Let $(M,\cal J,g)$ be a almost Hermitian manifold (not necessary integrable). i.e., ${\cal J}^2=-I$ and $g({\cal J} X,{\cal J} Y)=g(X,Y)$. Suppose that $T$ be a symmetric $(1,1)$-tensor field satisfies the following: $${\rm tr} T={\rm tr} T{\cal J}=0,\qquad T{\cal J}=-{\cal J}T,$$ then
Is tensor field $T$ unique up to scaling?
Thanks.
At least locally, $T$ is far from unique. The simplest example is the family $$T_{a,b} = \left(\begin{matrix}a&b\\b&-a\end{matrix}\right)$$ on $\mathbb C = \mathbb R^2$ in the standard coordinates. $\def\tr{\mathrm{tr}}$
In general, note that the condition $\def\J{\mathcal{J}}T \J = -\J T$ implies the trace conditions: we have $\tr (T \J) = -\tr (\J T)=-\tr(T\J)$ by the cyclic symmetry of $\tr$ and similarly $\tr(T) = -\tr(T \J \J) = - \tr(\J T \J)=\tr(T \J \J)=-\tr(T)$, so both traces are zero.

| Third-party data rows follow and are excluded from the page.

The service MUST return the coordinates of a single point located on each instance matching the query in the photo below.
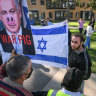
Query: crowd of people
(18, 67)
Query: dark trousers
(80, 30)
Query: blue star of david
(42, 42)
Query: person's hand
(13, 53)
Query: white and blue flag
(51, 45)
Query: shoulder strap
(86, 59)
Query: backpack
(87, 72)
(85, 31)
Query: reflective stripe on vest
(57, 93)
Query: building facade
(41, 9)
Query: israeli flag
(51, 45)
(25, 15)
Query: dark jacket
(26, 36)
(78, 60)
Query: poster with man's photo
(15, 29)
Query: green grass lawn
(92, 51)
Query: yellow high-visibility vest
(57, 93)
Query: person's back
(71, 82)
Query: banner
(16, 31)
(51, 45)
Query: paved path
(46, 77)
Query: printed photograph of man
(14, 36)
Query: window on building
(77, 15)
(42, 2)
(72, 4)
(34, 14)
(33, 2)
(50, 14)
(43, 15)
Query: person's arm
(40, 93)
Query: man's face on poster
(10, 15)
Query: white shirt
(71, 93)
(17, 47)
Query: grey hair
(17, 4)
(16, 66)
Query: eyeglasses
(30, 72)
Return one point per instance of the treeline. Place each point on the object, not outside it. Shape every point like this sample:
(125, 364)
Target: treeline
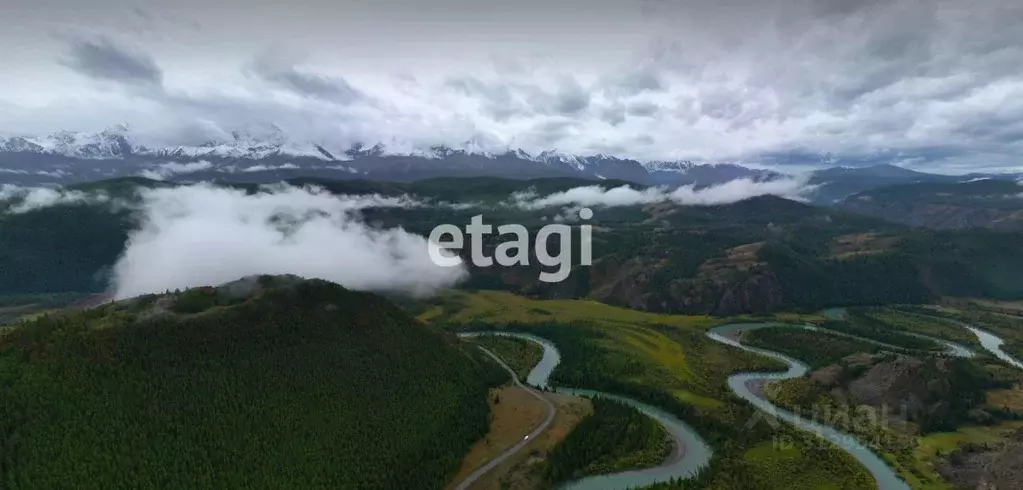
(731, 429)
(307, 386)
(614, 438)
(60, 249)
(814, 348)
(857, 323)
(520, 355)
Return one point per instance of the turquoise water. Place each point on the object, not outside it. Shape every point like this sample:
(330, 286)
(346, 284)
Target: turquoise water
(697, 452)
(993, 345)
(885, 477)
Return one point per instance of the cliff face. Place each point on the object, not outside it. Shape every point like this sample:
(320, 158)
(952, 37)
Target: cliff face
(985, 466)
(930, 393)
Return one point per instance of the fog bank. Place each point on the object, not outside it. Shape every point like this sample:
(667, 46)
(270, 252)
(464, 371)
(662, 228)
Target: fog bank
(201, 234)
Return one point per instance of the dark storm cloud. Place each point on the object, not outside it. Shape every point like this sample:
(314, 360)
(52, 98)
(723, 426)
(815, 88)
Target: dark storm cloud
(571, 98)
(643, 109)
(103, 58)
(277, 70)
(634, 82)
(503, 99)
(613, 115)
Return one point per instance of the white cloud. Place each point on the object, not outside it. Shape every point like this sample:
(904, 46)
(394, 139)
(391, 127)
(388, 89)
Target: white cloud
(731, 191)
(170, 169)
(27, 199)
(731, 80)
(199, 235)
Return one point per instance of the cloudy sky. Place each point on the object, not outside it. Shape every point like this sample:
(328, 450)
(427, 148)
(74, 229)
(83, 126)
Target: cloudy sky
(929, 84)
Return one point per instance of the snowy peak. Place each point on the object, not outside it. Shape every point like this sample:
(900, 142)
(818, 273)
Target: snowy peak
(110, 143)
(679, 166)
(119, 142)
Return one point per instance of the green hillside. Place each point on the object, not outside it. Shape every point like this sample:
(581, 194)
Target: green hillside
(275, 383)
(761, 255)
(988, 204)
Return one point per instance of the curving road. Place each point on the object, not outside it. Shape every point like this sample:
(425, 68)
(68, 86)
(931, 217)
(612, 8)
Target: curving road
(473, 477)
(691, 453)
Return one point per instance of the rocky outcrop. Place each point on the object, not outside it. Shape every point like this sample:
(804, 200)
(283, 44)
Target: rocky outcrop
(985, 466)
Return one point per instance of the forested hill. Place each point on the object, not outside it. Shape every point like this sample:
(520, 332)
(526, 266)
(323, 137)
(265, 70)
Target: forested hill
(265, 383)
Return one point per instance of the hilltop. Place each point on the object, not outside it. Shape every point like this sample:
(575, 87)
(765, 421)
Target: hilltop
(267, 382)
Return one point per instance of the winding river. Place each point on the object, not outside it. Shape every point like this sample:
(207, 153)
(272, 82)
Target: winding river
(885, 477)
(691, 452)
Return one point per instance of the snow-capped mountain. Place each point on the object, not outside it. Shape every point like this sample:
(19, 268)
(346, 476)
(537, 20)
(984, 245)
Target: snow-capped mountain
(74, 157)
(119, 142)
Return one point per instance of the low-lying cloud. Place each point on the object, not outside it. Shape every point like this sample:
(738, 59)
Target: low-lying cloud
(201, 234)
(731, 191)
(25, 199)
(170, 169)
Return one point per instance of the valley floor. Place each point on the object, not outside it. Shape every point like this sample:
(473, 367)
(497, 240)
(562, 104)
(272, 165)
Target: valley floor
(514, 416)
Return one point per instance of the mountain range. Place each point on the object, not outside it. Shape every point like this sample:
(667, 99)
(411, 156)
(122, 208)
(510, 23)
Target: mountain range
(69, 158)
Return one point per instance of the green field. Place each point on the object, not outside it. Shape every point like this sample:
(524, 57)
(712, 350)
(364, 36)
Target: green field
(665, 360)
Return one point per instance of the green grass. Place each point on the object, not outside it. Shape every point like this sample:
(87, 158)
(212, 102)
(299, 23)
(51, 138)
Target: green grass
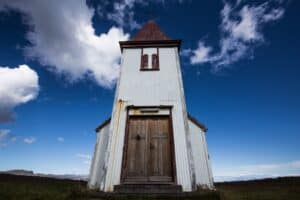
(35, 188)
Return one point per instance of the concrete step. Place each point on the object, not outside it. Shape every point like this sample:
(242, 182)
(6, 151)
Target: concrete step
(148, 188)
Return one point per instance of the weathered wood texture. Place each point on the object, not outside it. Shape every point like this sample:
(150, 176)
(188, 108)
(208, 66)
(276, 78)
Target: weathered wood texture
(148, 157)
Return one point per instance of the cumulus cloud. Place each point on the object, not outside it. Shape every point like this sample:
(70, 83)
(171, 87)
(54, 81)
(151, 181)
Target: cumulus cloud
(86, 158)
(241, 31)
(123, 13)
(291, 168)
(60, 139)
(29, 140)
(62, 36)
(17, 86)
(6, 137)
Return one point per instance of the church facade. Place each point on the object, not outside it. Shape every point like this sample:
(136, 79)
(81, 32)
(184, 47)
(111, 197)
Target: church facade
(150, 138)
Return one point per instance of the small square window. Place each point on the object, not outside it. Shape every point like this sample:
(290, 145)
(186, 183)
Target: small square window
(145, 65)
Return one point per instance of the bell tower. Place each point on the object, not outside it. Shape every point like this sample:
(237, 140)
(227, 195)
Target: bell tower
(147, 141)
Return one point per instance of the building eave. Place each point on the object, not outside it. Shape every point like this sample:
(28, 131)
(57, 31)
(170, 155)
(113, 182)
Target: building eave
(196, 122)
(149, 43)
(103, 124)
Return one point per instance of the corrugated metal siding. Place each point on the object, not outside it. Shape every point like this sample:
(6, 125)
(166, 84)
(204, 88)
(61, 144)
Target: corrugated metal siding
(201, 160)
(97, 172)
(149, 88)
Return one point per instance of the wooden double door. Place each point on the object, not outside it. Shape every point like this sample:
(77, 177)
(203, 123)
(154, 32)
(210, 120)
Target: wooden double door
(148, 151)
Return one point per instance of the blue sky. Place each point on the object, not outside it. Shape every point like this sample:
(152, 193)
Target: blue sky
(59, 62)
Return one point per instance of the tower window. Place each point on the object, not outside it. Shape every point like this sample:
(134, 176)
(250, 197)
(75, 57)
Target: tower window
(149, 63)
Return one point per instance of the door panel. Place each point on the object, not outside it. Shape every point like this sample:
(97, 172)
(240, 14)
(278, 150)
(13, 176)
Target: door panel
(148, 156)
(137, 150)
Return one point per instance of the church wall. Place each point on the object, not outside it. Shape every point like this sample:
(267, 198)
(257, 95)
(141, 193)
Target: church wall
(97, 172)
(149, 88)
(201, 159)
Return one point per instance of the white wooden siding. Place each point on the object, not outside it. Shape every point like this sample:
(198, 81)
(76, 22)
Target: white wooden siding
(202, 166)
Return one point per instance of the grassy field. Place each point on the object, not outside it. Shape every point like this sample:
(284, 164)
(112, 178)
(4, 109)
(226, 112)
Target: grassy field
(25, 188)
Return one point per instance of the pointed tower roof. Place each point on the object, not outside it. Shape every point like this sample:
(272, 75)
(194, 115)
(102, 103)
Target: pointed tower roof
(150, 35)
(150, 31)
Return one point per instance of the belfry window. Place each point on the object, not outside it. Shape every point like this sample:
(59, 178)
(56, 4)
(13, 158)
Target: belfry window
(149, 59)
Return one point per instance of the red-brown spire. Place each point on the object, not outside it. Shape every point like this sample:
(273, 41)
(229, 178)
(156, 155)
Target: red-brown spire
(150, 32)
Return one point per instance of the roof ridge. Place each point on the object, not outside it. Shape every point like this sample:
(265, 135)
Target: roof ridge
(150, 32)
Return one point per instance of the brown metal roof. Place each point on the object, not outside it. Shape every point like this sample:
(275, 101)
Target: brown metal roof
(150, 32)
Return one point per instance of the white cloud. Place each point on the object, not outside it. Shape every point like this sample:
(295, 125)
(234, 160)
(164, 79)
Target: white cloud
(259, 170)
(86, 158)
(123, 13)
(62, 36)
(241, 32)
(29, 140)
(201, 54)
(6, 137)
(4, 133)
(60, 139)
(17, 86)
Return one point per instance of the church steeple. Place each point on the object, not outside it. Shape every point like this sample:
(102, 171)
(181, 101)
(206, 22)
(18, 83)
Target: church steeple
(150, 35)
(149, 32)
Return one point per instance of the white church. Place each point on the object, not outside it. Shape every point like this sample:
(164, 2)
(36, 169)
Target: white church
(150, 141)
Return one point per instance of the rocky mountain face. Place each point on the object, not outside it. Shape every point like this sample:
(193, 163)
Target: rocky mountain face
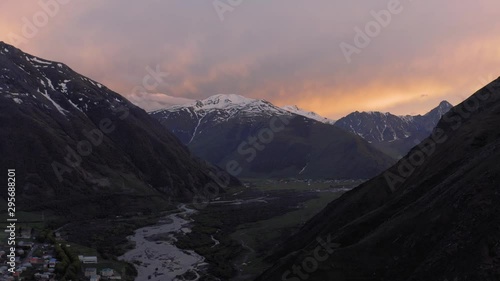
(308, 114)
(258, 139)
(77, 146)
(393, 134)
(434, 215)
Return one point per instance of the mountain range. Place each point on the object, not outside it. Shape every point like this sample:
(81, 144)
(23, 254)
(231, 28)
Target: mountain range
(216, 129)
(393, 134)
(264, 140)
(82, 149)
(431, 216)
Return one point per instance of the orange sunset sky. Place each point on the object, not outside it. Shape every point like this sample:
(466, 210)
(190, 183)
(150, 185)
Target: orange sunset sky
(284, 51)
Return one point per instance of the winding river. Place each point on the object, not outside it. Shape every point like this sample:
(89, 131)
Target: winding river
(156, 257)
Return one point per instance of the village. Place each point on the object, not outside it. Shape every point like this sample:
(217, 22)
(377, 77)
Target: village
(46, 256)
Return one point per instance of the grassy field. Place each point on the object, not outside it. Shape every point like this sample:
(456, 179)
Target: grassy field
(260, 237)
(247, 230)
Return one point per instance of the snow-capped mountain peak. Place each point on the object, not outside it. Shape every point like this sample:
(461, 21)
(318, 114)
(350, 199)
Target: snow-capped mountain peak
(228, 106)
(309, 114)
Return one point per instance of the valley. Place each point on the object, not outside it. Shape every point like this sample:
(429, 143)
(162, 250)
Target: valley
(245, 224)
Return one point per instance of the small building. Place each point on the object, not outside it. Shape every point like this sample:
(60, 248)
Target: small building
(88, 259)
(52, 263)
(90, 271)
(107, 272)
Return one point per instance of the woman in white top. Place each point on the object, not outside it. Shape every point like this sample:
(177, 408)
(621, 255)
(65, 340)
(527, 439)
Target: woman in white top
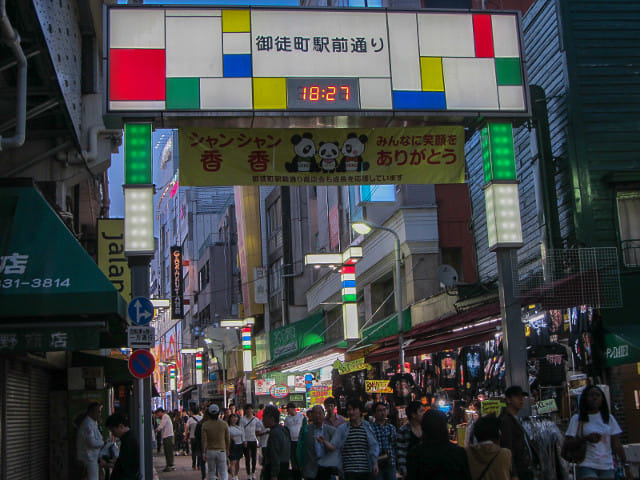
(237, 444)
(597, 426)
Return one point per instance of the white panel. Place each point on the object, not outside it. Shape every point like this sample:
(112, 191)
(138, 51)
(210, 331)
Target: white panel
(225, 94)
(194, 47)
(236, 43)
(505, 36)
(136, 28)
(193, 13)
(511, 97)
(375, 94)
(446, 35)
(405, 57)
(137, 105)
(470, 83)
(317, 23)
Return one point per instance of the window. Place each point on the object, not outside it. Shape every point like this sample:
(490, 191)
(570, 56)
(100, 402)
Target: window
(629, 225)
(203, 276)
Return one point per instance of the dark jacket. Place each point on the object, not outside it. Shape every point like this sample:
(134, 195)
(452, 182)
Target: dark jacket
(278, 453)
(513, 438)
(439, 462)
(127, 467)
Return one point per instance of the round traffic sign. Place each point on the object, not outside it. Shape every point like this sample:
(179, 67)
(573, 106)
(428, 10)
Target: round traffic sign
(141, 363)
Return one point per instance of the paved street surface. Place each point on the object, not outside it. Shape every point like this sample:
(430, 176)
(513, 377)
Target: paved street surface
(184, 471)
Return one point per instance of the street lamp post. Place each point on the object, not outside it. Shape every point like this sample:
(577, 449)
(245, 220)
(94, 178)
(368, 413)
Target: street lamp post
(363, 227)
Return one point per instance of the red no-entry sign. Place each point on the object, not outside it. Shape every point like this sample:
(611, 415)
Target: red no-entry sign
(141, 363)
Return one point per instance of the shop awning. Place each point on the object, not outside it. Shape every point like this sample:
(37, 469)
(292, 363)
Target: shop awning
(54, 296)
(466, 328)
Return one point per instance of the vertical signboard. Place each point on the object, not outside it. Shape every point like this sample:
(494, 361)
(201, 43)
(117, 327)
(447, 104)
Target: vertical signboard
(111, 258)
(177, 287)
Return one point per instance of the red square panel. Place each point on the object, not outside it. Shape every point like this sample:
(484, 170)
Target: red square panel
(483, 36)
(136, 74)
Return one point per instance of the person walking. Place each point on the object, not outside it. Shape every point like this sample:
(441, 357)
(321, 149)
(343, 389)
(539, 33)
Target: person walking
(332, 418)
(237, 444)
(409, 435)
(293, 422)
(317, 456)
(190, 435)
(89, 441)
(435, 457)
(250, 424)
(514, 437)
(216, 442)
(487, 460)
(127, 465)
(595, 425)
(165, 428)
(278, 451)
(386, 436)
(357, 443)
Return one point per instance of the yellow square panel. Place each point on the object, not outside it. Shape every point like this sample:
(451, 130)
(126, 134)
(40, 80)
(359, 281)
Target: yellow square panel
(270, 93)
(234, 21)
(431, 73)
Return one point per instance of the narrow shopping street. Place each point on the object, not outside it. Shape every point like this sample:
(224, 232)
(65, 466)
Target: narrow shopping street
(183, 469)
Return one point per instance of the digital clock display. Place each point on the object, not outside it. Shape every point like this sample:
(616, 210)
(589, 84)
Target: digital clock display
(323, 94)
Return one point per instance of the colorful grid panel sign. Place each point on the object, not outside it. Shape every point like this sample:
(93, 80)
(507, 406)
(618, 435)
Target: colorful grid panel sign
(261, 59)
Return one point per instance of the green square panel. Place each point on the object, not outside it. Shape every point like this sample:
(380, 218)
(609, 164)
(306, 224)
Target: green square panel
(183, 93)
(508, 71)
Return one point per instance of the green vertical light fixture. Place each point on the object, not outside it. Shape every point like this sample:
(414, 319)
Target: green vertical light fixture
(498, 154)
(137, 154)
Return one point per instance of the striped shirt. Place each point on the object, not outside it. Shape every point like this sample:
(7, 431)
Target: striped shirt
(355, 451)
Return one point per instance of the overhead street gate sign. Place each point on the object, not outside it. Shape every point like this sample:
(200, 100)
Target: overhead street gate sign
(315, 62)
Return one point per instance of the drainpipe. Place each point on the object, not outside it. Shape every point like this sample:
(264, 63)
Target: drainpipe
(90, 155)
(12, 39)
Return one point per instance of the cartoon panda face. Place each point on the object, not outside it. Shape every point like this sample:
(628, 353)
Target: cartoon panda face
(305, 148)
(328, 151)
(353, 147)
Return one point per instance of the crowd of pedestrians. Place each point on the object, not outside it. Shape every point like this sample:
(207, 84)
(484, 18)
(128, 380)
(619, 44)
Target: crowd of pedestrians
(320, 444)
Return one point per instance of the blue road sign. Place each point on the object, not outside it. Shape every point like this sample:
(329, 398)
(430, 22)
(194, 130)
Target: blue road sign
(140, 311)
(141, 363)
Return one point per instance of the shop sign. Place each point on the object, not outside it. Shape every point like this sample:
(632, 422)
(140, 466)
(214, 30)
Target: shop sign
(263, 385)
(350, 367)
(377, 386)
(375, 156)
(494, 407)
(295, 60)
(546, 406)
(279, 390)
(49, 339)
(110, 253)
(319, 393)
(177, 300)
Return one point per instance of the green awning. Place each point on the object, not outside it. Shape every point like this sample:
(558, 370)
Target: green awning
(48, 281)
(623, 346)
(386, 327)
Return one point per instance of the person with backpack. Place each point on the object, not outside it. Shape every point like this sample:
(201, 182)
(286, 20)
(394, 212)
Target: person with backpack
(190, 436)
(487, 460)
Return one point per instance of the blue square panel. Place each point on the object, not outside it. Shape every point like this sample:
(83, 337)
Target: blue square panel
(236, 65)
(406, 100)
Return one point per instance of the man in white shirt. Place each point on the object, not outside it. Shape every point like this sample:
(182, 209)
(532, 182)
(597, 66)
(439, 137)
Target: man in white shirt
(89, 441)
(166, 437)
(293, 422)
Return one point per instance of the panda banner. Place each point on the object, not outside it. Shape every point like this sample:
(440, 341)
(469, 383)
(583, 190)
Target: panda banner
(327, 156)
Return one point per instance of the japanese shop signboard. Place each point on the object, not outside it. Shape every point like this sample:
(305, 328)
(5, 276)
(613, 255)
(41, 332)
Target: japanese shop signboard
(177, 287)
(292, 60)
(428, 155)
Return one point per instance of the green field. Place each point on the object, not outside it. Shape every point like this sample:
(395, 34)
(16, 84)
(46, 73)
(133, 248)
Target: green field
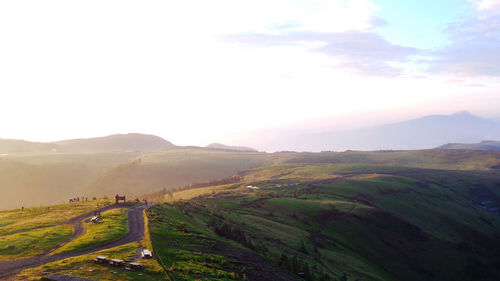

Thus the space of $T$ you are interested in is exactly the kernel of the linear map $L$ defined on symmetric $T$ by $L(T) = T \J + \J T$. A simple calculation shows that $L(T)$ is skew-symmetric whenever $T$ is symmetric; so we have $L : \mathrm{Sym}^2 TM \to \Lambda^2 TM$. Since the (fiber) dimensions of the domain and codomain of $L$ are $\frac 1 2 n(n+1)$ and $\frac 1 2 n (n-1)$ respectively (where $n$ is the real dimension of $M$), rank-nullity tells us that the kernel of $L$ has dimension at least $n$, which is larger than $1$. Thus we can always locally find multiple linearly independent $T$ satisfying your conditions.
If you go to the effort of writing down the matrix of $L$ in a $\J-$adapted local orthonormal frame, I believe you will find that the kernel is in fact even bigger than this in general.